Randalierer bedroht Polizisten mit Glasscherbe in Dasseler Flüchtlingsunterkunft

6. Juni 2026
1 min Lesezeit

Randalierer bedroht Polizisten mit Glasscherbe in Dasseler Flüchtlingsunterkunft

Niedersachsen - Was ist passiert – was dahinter steckt

Gesellschaft: Randale in Flüchtlingsunterkunft Dassel

Dassel () – In einer Flüchtlingsunterkunft in Dassel hat ein 36-jähriger türkischer Staatsbürger in der Nacht zu Samstag randaliert und anschließend Polizeibeamte mit einer Glasscherbe bedroht. Das teilte die Polizeiinspektion Northeim mit.

Der Mann, der sich in einem psychischen Ausnahmezustand befand, hatte kurz nach Mitternacht zunächst eine Fensterscheibe eingeschlagen.
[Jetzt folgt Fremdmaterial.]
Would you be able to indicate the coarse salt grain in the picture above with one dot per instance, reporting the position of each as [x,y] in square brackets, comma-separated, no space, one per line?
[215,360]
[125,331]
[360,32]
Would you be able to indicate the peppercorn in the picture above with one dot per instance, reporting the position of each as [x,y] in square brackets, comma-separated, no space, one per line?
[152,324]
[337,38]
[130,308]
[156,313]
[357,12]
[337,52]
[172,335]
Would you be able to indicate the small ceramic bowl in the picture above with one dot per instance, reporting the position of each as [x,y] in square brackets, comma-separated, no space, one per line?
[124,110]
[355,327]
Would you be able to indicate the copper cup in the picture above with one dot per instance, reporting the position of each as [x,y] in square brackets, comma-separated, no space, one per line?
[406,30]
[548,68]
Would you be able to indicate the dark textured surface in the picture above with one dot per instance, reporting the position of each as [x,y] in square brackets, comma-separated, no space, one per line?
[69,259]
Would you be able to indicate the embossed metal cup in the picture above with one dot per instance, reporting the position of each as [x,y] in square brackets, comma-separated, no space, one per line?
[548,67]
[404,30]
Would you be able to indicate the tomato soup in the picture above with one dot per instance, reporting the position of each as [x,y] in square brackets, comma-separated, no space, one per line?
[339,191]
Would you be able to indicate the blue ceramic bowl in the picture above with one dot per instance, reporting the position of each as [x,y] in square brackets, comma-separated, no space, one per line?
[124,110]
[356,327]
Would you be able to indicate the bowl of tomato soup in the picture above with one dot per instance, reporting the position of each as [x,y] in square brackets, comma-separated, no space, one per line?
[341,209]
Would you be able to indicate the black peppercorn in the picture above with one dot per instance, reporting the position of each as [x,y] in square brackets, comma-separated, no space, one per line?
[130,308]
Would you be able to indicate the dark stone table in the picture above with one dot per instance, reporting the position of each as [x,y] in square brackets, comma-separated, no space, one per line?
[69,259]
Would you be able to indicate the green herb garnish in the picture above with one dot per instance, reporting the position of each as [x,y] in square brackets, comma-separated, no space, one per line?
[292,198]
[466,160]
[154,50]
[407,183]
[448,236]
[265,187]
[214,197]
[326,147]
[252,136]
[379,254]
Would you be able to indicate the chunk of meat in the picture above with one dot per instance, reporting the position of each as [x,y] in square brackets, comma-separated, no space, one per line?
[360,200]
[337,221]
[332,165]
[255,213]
Als die alarmierten Polizisten eintrafen, versuchte er sich zunächst selbst zu verletzen, griff dann aber zu einer großen Glasscherbe und ging damit auf die Beamten zu.

Die Polizisten setzten Pfefferspray ein und konnten den Mann so überwältigen. Anschließend wurde er von Rettungskräften medizinisch versorgt und in eine psychiatrische Fachklinik gebracht.

Die Polizei hat mehrere Ermittlungsverfahren eingeleitet.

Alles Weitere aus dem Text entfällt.